L’isolement a également signifié, pour des dizaines de milliers de personnes âgées, mourir dans la solitude. L’interdiction d’accompagner ses proches en fin de vie est un traumatisme pour d’innombrables familles. C’est la funeste conséquence de l’absence de moyens humains et matériels dans les maisons de retraite délaissées depuis des décennies également. Il faut se rappeler des grèves menées par le personnel des EHPAD durant de très longs mois en 2018 parce qu’ils n’avaient pas la capacité de s’occuper dignement des pensionnaires. Ces milliers de morts dans la solitude sont la négation de ce qui a fondé l’humanité : accompagner vers le trépas, enterrer et honorer les défunts. Rien de tout cela aujourd’hui : on meurt seul et on enterre en catimini. Le capitalisme prouve une nouvelle fois qu’il est l’antithèse de ce que sont l’humanité et ses besoins.
Quant à ceux qui balancent entre deux âges et qui ont un emploi, ils ont subi une autre forme de torture : devoir monter dans des transports en commun bondés, protégés par le seul discours mensonger de l’État (“Dans les transports, vous ne craignez rien”) ; être obligés de travailler deux fois plus pour compenser le manque de personnels jusqu’à l’épuisement (dans les hôpitaux, les écoles, les bureaux, les supermarchés, partout…) ; voir sa vie réduite au plus strict “boulot-métro-dodo”, le couvre-feu arrivant souvent avant la fin même de la journée de travail…
Le plus inacceptable est sans doute l’irrationalité et les contradictions des mesures adoptées par le gouvernement. Ne portez pas de masques / Portez un masque ! Les enfants ne sont pas contaminants / Les contaminations explosent, on ferme les écoles ! Cas contact : restez chez vous / Cas contact : impossible de se faire reconnaître comme tel par l’employeur ! Faites-vous vacciner / Il n’y a pas de vaccin ! On ne confinera plus jamais / On reconfine !, etc., etc.

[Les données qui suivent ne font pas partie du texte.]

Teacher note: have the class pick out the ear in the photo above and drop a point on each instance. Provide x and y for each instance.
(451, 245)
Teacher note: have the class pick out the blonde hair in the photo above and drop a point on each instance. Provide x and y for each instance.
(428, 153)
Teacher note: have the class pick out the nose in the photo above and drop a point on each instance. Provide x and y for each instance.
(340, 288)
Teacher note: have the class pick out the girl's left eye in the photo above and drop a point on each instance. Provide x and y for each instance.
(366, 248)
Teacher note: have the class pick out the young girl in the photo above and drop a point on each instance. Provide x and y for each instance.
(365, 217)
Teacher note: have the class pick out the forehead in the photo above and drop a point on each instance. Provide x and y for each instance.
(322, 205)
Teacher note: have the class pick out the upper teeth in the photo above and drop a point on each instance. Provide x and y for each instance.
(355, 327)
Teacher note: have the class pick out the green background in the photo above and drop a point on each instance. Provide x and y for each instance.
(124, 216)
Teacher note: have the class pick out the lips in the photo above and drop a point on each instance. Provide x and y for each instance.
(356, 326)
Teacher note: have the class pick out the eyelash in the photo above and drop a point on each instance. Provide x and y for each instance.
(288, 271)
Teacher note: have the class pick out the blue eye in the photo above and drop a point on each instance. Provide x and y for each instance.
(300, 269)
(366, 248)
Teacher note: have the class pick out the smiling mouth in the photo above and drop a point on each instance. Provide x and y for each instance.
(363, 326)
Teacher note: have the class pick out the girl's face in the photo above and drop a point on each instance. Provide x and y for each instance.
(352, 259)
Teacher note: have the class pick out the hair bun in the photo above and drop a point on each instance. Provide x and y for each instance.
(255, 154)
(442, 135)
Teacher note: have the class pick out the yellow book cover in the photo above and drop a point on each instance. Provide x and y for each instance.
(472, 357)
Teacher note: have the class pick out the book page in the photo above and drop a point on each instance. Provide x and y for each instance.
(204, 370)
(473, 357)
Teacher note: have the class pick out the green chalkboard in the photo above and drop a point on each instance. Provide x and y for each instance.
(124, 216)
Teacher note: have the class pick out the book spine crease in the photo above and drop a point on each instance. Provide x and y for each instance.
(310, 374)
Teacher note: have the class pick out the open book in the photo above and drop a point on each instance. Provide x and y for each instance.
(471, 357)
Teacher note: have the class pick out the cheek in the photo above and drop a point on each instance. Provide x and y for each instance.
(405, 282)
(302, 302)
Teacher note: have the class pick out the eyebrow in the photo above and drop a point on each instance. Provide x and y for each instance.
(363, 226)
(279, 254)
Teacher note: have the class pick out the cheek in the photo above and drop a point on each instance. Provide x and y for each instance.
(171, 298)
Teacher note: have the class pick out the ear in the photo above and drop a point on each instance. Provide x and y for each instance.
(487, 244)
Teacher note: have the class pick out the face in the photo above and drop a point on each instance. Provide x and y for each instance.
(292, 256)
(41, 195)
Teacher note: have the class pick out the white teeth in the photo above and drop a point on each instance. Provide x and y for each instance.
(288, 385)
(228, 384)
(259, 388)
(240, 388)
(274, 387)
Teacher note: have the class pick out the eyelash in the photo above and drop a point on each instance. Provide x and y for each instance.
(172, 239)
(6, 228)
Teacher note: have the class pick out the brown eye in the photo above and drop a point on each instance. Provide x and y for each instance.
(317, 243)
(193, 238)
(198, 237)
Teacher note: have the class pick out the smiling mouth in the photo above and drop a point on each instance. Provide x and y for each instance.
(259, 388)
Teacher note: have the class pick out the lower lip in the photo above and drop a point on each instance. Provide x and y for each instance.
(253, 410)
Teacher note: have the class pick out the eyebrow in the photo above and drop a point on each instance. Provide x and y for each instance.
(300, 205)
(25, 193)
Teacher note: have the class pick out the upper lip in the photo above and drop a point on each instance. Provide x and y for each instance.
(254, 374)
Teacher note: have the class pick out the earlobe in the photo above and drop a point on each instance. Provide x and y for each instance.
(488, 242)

Cette incurie, cette politique au jour le jour (“pragmatique”, prétendent-ils) engendre une insécurité et une incertitude permanentes particulièrement insupportables psychologiquement.

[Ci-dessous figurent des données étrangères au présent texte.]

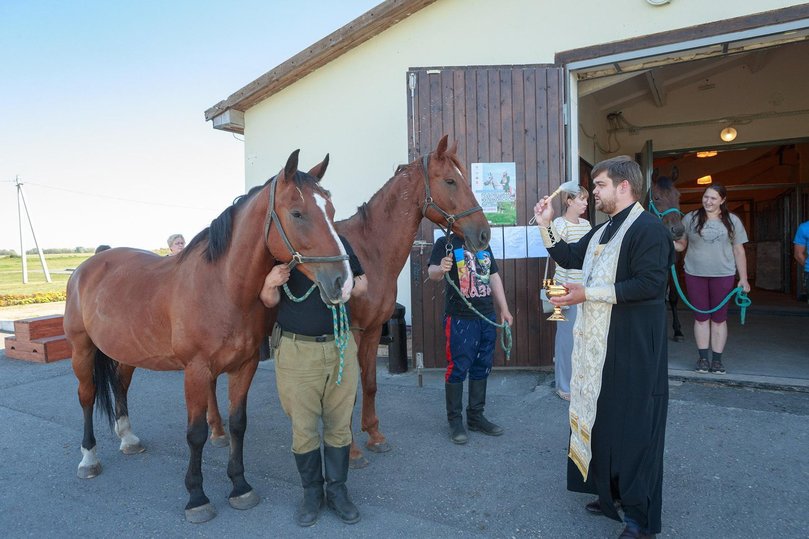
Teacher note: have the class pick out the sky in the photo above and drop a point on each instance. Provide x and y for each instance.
(103, 116)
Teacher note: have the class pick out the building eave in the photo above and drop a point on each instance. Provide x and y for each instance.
(334, 45)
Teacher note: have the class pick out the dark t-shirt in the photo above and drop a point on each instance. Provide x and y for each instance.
(311, 316)
(474, 283)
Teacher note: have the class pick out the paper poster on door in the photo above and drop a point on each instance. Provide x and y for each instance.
(495, 187)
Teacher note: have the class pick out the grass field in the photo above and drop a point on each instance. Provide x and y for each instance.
(58, 265)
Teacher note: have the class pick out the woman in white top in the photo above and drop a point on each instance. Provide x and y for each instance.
(571, 227)
(715, 240)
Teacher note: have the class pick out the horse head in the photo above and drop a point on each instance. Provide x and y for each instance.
(450, 202)
(304, 233)
(665, 203)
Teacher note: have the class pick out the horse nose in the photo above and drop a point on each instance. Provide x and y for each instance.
(484, 237)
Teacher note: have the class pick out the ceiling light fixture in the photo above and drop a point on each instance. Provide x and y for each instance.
(728, 134)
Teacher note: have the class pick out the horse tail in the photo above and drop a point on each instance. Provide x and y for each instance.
(107, 382)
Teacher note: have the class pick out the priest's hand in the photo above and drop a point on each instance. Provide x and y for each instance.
(575, 295)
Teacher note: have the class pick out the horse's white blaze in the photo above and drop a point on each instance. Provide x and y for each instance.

Cette incurie de la bourgeoisie, qui n’a aucun intérêt à engendrer ce chaos, elle le produit tout de même parce que son système est de plus en plus ingérable, révèle une nouvelle fois avec force que le capitalisme est décadent, qu’il n’a plus aucune perspective à offrir à l’humanité. Car au fond, c’est bien cette absence de perspective, ce no future, qui est le plus insupportable et effrayant.

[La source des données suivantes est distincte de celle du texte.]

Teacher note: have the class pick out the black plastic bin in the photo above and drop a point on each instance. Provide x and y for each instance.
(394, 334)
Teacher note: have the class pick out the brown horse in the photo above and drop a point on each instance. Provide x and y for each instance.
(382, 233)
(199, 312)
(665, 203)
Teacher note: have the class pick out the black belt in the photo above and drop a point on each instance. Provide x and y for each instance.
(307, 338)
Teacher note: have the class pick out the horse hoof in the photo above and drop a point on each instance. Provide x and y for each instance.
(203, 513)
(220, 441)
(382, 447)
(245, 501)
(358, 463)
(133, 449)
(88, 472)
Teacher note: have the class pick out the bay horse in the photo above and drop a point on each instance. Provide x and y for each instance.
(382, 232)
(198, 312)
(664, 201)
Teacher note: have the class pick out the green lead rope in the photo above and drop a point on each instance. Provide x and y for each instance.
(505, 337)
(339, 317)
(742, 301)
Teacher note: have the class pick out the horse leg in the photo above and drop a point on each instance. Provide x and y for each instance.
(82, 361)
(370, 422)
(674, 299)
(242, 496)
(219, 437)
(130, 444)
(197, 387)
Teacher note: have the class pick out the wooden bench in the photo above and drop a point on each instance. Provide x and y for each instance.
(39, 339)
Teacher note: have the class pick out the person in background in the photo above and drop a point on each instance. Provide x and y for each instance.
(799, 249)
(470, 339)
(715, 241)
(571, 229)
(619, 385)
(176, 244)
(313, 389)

L’idée grandit qu’après cette pandémie, ce sera une autre plaie : une nouvelle épidémie, l’accélération de la crise économique, la destruction accélérée de la planète, une catastrophe industrielle liée aux délabrements des infrastructures…
Il n’y a qu’un avenir possible pour mettre fin aux souffrances croissantes engendrées par ce système d’exploitation inhumain et obsolète : le développement de la lutte de classe, une lutte porteuse de solidarité, de liens sociaux et d’espoirs.